Charlotte Posenenske
In the May 1968 issue of Art International, the thirty-eight-year-old German artist Charlotte Posenenske published a manifesto lamenting the “regressed” utility of art and, by implication, the larger network of the art world. Her statements convey her concern with the social role of artists, and presage her decision later that year to become, perhaps unsurprisingly, a sociologist. Yet unlike other artists from the late 1960s and early ’70s who employed strategies of rejection or withdrawal—Lee Lozano comes first to mind––Posenenske was not concerned with blurring the boundaries between art and life. Rather, her final works, the Prototypes for Mass Production, 1965–67, composed of bent and bowed aluminum sheets spray-painted in RAL waterproof colors, were meant to be endlessly reproduced, the reproductions exhibited in noncommercial venues and distributed at cost. Twenty-three years after Posenenske passed away, and following the notable presence of her work at Documenta 12 in 2007, the occasion of her first solo US exhibition makes considerations of her practice all the more intriguing and difficult.
Fifteen Prototypes, the majority having their gallery debut, were installed in the main exhibition space, adjacent to a small room of Posenenske’s early abstract paintings on paper and a solitary collage. The paintings reveal her increasingly formal concerns and share the Prototypes’ basic colors––black, blue, red, white, and yellow. A few of her earliest works recall the gestural and violent marks in Joan Mitchell’s canvases, while the scaled-down Streifenbilder (striped pictures) and Spritzbilder (sprayed pictures), dating from 1962 to 1965, foreshadow the Prototypes’ hard-edge motifs and materials.

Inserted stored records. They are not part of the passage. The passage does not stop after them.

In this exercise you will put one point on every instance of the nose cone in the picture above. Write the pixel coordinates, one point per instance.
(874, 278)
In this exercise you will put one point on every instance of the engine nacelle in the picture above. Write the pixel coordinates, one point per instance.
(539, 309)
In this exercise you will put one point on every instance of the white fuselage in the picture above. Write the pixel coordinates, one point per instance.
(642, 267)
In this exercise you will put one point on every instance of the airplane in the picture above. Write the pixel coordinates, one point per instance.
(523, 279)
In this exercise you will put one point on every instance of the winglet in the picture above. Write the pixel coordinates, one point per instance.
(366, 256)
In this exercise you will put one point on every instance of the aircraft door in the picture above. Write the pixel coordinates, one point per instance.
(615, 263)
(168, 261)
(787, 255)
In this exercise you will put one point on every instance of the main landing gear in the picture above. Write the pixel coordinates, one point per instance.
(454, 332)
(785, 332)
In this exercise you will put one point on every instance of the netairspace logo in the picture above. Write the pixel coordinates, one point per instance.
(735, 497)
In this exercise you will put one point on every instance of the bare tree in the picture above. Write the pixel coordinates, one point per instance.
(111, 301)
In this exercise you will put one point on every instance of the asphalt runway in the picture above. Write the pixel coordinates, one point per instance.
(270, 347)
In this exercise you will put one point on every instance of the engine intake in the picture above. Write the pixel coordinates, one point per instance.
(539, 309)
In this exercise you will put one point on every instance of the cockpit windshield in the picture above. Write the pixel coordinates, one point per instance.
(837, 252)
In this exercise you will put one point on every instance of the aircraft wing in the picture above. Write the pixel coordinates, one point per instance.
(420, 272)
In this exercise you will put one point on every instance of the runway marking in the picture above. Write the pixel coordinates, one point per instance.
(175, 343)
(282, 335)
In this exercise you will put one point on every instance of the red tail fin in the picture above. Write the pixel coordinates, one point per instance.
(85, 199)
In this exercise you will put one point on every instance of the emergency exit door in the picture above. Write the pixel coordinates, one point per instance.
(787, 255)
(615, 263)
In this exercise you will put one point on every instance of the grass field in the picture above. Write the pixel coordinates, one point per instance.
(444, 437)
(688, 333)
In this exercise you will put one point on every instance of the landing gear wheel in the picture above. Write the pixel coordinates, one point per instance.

Take the creased aluminum rectangles in the monochrome Faltung (Fold) group of Prototypes from 1965, which give way to the following year’s convex, concave, tented, and zigzag Relief works; with their metallic curves and slopes, these serialized and standardized sculptures appear completely geometric and reductive, all surface and no depth.
Nonetheless, the conceptual underpinnings of the Prototypes and their mimetic copies, which are regulated by Posenenske’s estate, should be understood in the context of a 1960s desire to democratize art, even if their strong, sleek, and stripped-down patinas point elsewhere, namely to American Minimalism. Given Posenenske’s rejection of the singularity of objects and her desire for art to be an agent of change, her work is more closely aligned with El Lissitzky or even Joseph Beuys than with, say, Donald Judd. Posenenske intended for the prototypes to be exhibited outside, on the floor, in multiple configurations and public contexts (in the late ’80s, a few were shown in markets and airplane hangars). Yet their coolly detached elegance seems almost antithetical to public participation, and in fact only patrons or curators can choose their arrangement: a case of theory versus practice.
Did Posenenske’s focus on mass production hinder her political convictions or belie a social objective? Perhaps, if her withdrawal from the art world is any indication; however, this exhibition proved that her work is not so easy to characterize. That Posenenske’s career is undergoing a revival speaks to the tenuous boundaries of contemporary art, to the perpetually unfinished business of writing artists into the canon, as well as to the art market. Near the end of her prophetic manifesto Posenenske remarks that as artworks age they accumulate prestige and achieve higher prices. These prescient sentiments resonate strongly, however eerily, as her status ascends.